I cut down on Internet time, quitting my Incel forums and Facebook cold turkey, and limiting porn to once a week. I subscribed to a NoFap support group online, to break the habit of masturbating several times per day. I stopped leaving my jizz socks on Bea’s car.
Carter taught me how to lift weights. I started off light, only five pounds on each side of the bar, but I was amazed at how quickly my strength skyrocketed. I ran and did jumping jacks on my off days.
In the course of six months, my body transformed completely. The weight melted off me, and my favorite clothes, which had always fit so comfortably, suddenly felt huge and baggy. For the first time in my life, I was pleased when I looked at myself in the mirror. I was human, rather than fat-shaped. I had muscles. My face didn’t look like a hairy ball of dough.
The night before graduation, I stepped on Carter’s scale to weigh myself and realized I’d lost over eighty pounds. I was just under 200, and my body fat percentage had fallen from thirty-five percent to eighteen.
The more my body changed, the more my mindset did, too. I still had bad nights spent lying awake staring at the ceiling, or wandering the streets trying to drive the depressed thoughts from my mind, or pacing around Andy’s grave wondering if I’d imagined the whole thing, but those episodes grew fewer and further between.
I convinced myself the things I’d seen under Sunny Hill – Andy, the Union, and the vision of murdering my roommates – had all been a psychotic delusion triggered by my anger at Bea and Jay.
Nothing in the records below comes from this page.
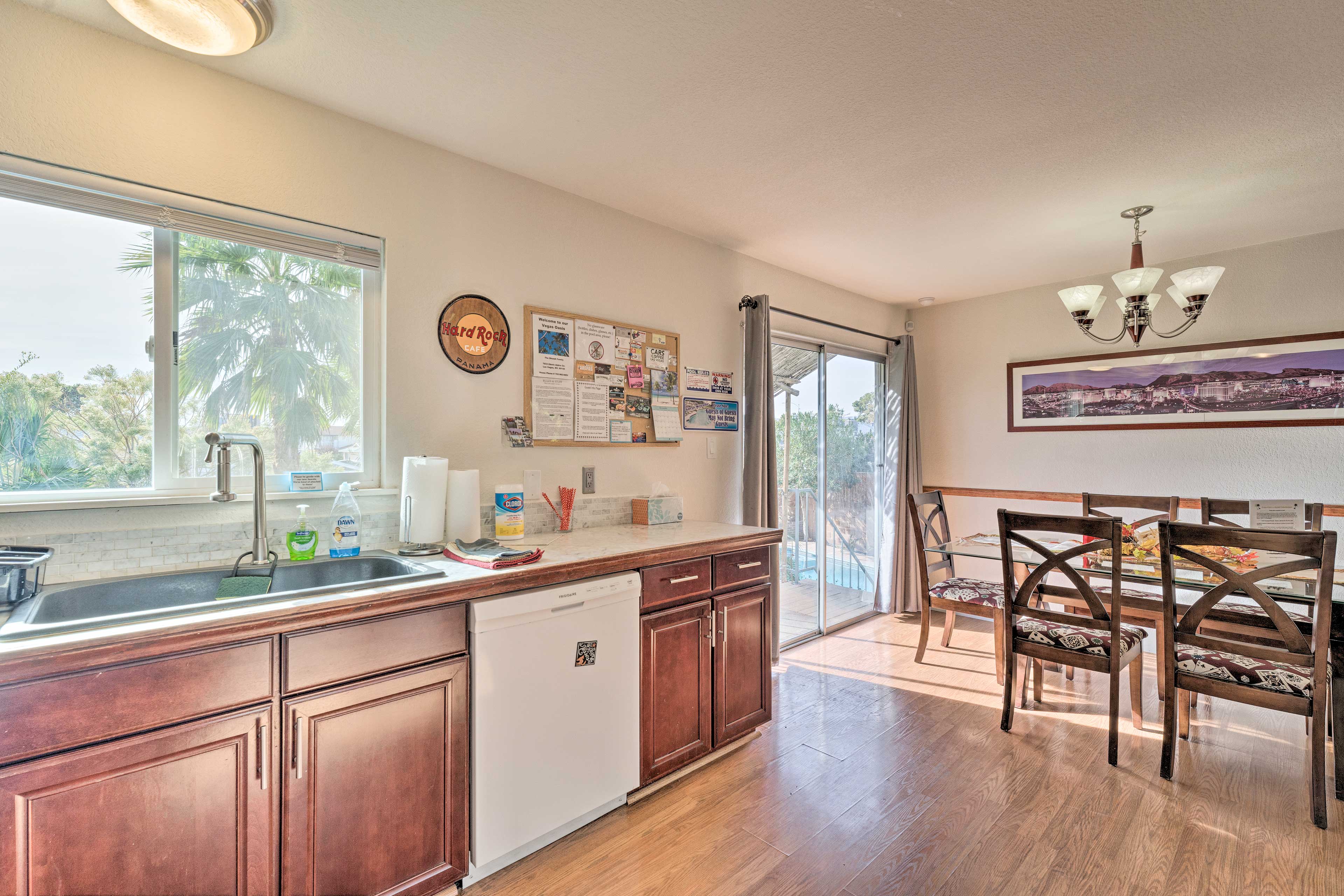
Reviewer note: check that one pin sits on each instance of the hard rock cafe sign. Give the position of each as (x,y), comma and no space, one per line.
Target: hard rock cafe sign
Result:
(474,334)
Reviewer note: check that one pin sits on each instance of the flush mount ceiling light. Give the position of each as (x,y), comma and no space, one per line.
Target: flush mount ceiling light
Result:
(209,27)
(1138,287)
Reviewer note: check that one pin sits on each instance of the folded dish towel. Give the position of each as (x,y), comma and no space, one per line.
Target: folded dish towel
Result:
(490,554)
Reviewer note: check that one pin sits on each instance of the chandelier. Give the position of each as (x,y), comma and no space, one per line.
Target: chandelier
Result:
(1190,290)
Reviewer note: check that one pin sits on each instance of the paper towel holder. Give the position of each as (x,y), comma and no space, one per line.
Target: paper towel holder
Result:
(413,548)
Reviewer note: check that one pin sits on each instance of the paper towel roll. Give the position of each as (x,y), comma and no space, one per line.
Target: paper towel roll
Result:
(425,481)
(464,506)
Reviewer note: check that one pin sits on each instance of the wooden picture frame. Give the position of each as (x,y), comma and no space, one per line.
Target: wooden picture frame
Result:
(639,425)
(1210,386)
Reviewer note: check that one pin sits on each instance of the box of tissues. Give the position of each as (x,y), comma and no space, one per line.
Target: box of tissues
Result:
(658,508)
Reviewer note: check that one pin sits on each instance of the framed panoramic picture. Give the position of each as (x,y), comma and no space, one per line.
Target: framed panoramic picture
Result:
(1289,381)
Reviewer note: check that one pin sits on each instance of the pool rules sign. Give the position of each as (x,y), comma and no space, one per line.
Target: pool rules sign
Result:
(474,334)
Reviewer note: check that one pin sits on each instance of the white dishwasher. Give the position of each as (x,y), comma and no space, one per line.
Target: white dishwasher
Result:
(555,714)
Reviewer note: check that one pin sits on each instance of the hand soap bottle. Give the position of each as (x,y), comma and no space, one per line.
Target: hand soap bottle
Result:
(303,540)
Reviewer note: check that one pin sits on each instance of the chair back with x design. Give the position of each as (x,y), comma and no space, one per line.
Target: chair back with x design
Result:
(1100,534)
(1311,550)
(929,523)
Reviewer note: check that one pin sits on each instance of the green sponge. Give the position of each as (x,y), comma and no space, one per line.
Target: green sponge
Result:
(243,586)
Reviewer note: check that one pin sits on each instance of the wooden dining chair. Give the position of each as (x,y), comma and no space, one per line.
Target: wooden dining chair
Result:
(1289,679)
(1131,508)
(1216,512)
(1099,643)
(953,594)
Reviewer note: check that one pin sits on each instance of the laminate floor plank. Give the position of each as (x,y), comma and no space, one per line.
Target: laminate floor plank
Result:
(882,776)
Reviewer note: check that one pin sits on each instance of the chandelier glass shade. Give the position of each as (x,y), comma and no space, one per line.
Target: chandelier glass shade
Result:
(1139,293)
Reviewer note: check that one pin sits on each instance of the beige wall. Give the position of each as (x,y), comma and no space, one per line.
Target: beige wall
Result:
(78,97)
(1276,289)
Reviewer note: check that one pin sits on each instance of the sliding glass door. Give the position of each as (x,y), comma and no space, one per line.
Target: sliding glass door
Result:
(828,422)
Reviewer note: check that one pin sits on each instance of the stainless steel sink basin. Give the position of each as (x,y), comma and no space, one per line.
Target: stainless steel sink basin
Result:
(75,606)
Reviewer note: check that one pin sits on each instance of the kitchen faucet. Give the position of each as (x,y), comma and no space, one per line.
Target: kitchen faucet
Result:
(222,442)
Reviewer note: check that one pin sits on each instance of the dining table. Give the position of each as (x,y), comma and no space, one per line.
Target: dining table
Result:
(1144,604)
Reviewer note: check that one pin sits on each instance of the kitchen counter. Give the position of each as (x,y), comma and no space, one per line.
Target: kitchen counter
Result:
(568,556)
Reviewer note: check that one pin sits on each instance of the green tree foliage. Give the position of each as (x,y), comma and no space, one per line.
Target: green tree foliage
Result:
(850,447)
(268,339)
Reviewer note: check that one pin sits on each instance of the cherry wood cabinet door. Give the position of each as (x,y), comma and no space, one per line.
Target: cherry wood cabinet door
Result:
(675,691)
(741,663)
(376,785)
(182,812)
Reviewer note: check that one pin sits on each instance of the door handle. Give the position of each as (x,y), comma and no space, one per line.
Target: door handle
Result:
(262,755)
(299,746)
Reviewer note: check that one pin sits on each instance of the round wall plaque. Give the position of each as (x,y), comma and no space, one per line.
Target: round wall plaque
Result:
(474,334)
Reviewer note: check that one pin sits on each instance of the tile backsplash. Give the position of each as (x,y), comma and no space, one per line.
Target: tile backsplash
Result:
(116,553)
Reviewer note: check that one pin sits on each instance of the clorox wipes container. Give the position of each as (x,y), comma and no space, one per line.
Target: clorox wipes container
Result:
(509,512)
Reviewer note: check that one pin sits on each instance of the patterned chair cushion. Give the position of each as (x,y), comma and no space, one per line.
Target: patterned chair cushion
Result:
(990,594)
(1057,635)
(1283,678)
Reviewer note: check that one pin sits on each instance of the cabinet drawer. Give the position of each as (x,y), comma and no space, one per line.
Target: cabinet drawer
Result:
(741,567)
(674,583)
(357,649)
(66,711)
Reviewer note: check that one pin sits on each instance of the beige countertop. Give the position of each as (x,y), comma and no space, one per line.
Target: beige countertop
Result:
(568,556)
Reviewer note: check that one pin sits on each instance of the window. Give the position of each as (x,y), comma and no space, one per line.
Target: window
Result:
(124,344)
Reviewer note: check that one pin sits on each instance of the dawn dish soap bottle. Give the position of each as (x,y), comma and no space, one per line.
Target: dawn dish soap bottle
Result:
(303,540)
(344,524)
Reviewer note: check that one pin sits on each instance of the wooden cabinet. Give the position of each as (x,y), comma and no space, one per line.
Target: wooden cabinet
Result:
(186,811)
(741,663)
(376,790)
(675,688)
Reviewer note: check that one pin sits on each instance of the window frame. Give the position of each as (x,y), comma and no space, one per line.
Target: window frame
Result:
(167,485)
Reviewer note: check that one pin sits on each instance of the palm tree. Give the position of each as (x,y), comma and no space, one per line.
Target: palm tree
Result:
(265,335)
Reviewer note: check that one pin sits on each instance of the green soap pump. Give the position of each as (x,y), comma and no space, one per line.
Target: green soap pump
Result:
(303,540)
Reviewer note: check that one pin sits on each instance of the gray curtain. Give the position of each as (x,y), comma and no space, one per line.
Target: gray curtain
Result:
(902,472)
(760,491)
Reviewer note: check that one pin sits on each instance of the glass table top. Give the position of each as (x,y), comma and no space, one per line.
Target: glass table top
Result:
(1147,570)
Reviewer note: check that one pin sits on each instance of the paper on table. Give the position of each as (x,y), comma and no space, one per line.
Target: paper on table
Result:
(553,409)
(592,413)
(667,424)
(552,347)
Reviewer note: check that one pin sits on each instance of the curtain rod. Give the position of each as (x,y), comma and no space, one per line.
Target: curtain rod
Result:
(750,303)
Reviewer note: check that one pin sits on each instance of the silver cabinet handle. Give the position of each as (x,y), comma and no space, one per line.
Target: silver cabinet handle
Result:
(262,755)
(299,746)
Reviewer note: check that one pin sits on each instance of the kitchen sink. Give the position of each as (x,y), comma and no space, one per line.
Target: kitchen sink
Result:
(66,608)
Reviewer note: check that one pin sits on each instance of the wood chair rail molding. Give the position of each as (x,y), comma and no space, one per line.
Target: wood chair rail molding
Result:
(1070,498)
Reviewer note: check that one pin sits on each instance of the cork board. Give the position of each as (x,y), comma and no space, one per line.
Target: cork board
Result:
(582,339)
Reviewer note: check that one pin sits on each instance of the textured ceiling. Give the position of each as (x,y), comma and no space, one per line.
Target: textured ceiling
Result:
(896,148)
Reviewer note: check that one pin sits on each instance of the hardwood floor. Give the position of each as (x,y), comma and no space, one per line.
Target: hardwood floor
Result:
(880,776)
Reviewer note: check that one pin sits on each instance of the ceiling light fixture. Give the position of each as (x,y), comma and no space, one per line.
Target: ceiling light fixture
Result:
(209,27)
(1138,287)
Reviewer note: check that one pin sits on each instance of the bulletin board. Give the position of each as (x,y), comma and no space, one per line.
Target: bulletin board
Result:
(557,340)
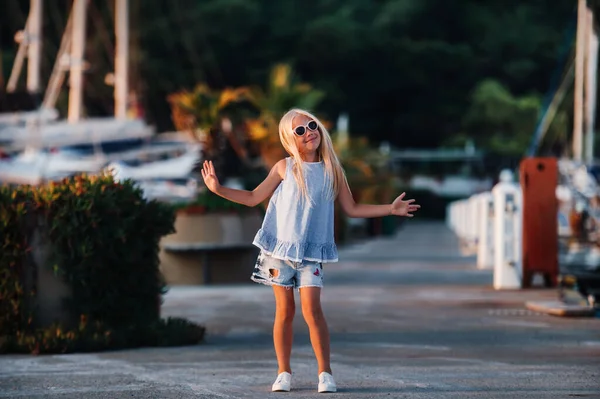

Bea and Jay were in a serious relationship now, with Jay coming down to Santa Cruz every other weekend from Little Hills, and while that still hurt, the pain was no longer crippling. After enough time, I stopped thinking about it at all, because for the most part, I was happy.
My social life grew astronomically. I made it to the top 10% of my class, and started getting invited to house parties outside of Sunny Hill, thrown by Carter’s friends, or people I met at the gym, or study sessions in the library. I went to bar crawls and bonfires, did pub golf and open mic nights where my new friends read slam poetry or sang and played songs on the guitar.
I made out with girls, and finally lost my virginity in the bed of some kid from the tennis team, while he was hitting the beer bong in the backyard. I don’t remember the girl’s name. She looked a little like Bea. Okay, come to think of it, she looked a lot like Bea. I didn’t know what to do when we started having sex, so I thought about the hole in the basement until it was over. That was the first, and last, time we saw each other.
As we stood gathered in our caps and gowns at graduation, the five of us – Carter, Natalia, Bea, Sam, and I – all waiting anxiously to file into our seats in the bleachers, I felt a kind of satisfaction that I’d never known. I basked in the looks of admiration and compliments from my friends and family, all telling me how great I looked, how much I’d changed, that they always knew I had it in me. As I stepped into the sun to take my diploma from the chancellor and stared out into that sea of faces, I realized that, while my journey to becoming the New Drew Brady was only beginning, the hole in my heart had closed.
Final Snapshot:
Caption: Mr. California Feeds a Hungry Calf
The day after we walked, we had an epic rager at our house that went from the time we rolled out of bed until the sun went down. We started drinking at nine in the morning. Bea and Natalia made mimosas (Natalia and Carter, of course, weren’t drinking, so they just had orange juice). Then Jay drove his ice cream truck to Sean Bailey’s Liquor Emporium and bought a keg of Black Dog IPA. No one was surprised by his choice.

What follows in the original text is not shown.